Bilim, dünyanın bir ucunda ki bir kelebeğin kanat çırpışı sırasında meydana gelen havanın, dünyanın bir diğer ucuna kasırgalar şeklinde ulaştığını söyler, bizlerde yaşadığımız ülkelerde ki tüm sorunların ve olumsuzlukların da kaynağının bu sistem olduğunu, yaptıkları küçüklü büyüklü tüm fesatlarının ileriye dönük olarak ekini ve nesli yok eden kasırgalara dönüşeceğini gündemden düşürmemeli ve her fırsatta bu hakikatleri haykırmalıyız. Şeytanın mutlak şer olduğunu ve ondan sadır olan her şeyin de şer olacağını bilen Müslümanlar bulundukları coğrafyalarda hüküm süren süfyanilerin de tüm rezillik ve pisliklerin kaynağı olduğunu unutmamalıdır. İmam Humeyni’nin “Ayağınıza bir taş takılsa bunun büyük şeytan Amerika’dan bilin” sözü tam da bu noktada bizlere ve geleceğimize ışık tutmaktadır. Bizler de dünya üzerindeki ve ülkemizdeki tüm zulüm ve zorbalıkların, yoksulluk ve düşmanlıkların, ahlaksızlık ve kinlerin müsebbibinin büyük şeytan Amerika ve onların yerli işbirlikçileri olduğunu her fırsatta dile getirmeli ve halklara 49’dan sonra 30’un değil, 50’nin geldiğini haykırmalıyız.

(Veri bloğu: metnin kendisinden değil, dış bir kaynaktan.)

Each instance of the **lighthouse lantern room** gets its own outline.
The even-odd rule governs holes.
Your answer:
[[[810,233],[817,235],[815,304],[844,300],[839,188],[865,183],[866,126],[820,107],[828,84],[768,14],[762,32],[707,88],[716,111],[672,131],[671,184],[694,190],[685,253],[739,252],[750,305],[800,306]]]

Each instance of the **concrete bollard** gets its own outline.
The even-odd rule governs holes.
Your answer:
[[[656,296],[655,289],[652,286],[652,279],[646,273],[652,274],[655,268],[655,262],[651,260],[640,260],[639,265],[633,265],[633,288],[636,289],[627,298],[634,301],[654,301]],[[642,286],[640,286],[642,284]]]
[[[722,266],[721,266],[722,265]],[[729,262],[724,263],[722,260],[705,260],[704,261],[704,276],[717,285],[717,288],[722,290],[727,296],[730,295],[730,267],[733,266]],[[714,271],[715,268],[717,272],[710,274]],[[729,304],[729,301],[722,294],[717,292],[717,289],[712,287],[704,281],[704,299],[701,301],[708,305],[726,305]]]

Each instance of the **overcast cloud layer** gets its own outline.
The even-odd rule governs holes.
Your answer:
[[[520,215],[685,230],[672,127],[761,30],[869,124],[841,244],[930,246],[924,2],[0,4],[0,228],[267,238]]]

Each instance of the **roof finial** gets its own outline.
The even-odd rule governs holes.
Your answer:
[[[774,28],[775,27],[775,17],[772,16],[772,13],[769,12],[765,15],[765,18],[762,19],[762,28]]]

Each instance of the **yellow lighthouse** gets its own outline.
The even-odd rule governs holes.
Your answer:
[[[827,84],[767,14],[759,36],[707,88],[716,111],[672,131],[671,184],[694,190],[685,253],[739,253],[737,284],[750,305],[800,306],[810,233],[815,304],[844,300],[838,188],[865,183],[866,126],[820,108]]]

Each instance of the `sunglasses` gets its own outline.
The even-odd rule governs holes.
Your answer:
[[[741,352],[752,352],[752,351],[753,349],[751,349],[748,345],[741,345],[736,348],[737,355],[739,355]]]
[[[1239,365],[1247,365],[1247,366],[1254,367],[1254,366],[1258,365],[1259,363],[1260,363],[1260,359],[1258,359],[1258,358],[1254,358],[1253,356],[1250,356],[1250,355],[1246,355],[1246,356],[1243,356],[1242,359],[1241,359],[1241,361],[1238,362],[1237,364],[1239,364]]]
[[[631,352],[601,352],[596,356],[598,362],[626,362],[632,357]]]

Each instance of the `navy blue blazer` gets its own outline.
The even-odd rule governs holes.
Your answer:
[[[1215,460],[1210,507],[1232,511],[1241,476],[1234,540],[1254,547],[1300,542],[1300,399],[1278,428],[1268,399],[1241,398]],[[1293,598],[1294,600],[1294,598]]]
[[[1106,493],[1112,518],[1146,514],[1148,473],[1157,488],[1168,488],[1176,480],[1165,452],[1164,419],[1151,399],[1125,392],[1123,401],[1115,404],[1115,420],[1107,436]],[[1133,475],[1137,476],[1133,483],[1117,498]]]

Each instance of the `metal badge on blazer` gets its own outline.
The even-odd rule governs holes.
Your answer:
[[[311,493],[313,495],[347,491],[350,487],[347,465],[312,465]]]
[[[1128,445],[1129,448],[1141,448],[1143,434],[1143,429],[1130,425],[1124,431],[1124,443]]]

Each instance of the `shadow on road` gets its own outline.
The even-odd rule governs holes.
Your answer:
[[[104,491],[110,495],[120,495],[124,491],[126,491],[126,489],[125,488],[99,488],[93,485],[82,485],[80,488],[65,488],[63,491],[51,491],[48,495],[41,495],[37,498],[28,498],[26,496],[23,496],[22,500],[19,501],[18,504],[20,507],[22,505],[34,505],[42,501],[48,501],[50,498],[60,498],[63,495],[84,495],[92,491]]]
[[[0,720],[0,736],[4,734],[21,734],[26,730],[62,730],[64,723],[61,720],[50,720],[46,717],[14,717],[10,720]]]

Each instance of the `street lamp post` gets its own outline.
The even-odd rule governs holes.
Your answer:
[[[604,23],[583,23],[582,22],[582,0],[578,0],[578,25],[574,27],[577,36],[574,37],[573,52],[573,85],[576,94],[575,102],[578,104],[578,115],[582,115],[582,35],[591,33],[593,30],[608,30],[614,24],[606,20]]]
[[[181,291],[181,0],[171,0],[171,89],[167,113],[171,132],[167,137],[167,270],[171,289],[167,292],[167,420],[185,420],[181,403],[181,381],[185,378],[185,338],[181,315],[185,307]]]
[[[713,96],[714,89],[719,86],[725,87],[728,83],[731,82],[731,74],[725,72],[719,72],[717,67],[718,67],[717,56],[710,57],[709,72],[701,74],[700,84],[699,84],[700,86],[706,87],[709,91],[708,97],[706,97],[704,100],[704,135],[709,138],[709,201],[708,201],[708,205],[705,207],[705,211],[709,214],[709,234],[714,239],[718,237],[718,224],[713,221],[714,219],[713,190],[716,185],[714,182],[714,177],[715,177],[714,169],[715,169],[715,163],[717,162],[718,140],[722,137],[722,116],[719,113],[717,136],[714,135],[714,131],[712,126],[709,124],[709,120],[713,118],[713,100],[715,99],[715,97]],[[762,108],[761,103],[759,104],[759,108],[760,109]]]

Konuyu daha fazla uzatmadan yazıyı burada bitiriyoruz. Başka bir yazımızda da, nasıl oluyor da ayağa takılan taştan tutunda, aklımıza gelen tüm zulüm ve pisliklerin kaynağının bu sistem olduğunu, örneklerle açıklamaya çalışacağız inşallah.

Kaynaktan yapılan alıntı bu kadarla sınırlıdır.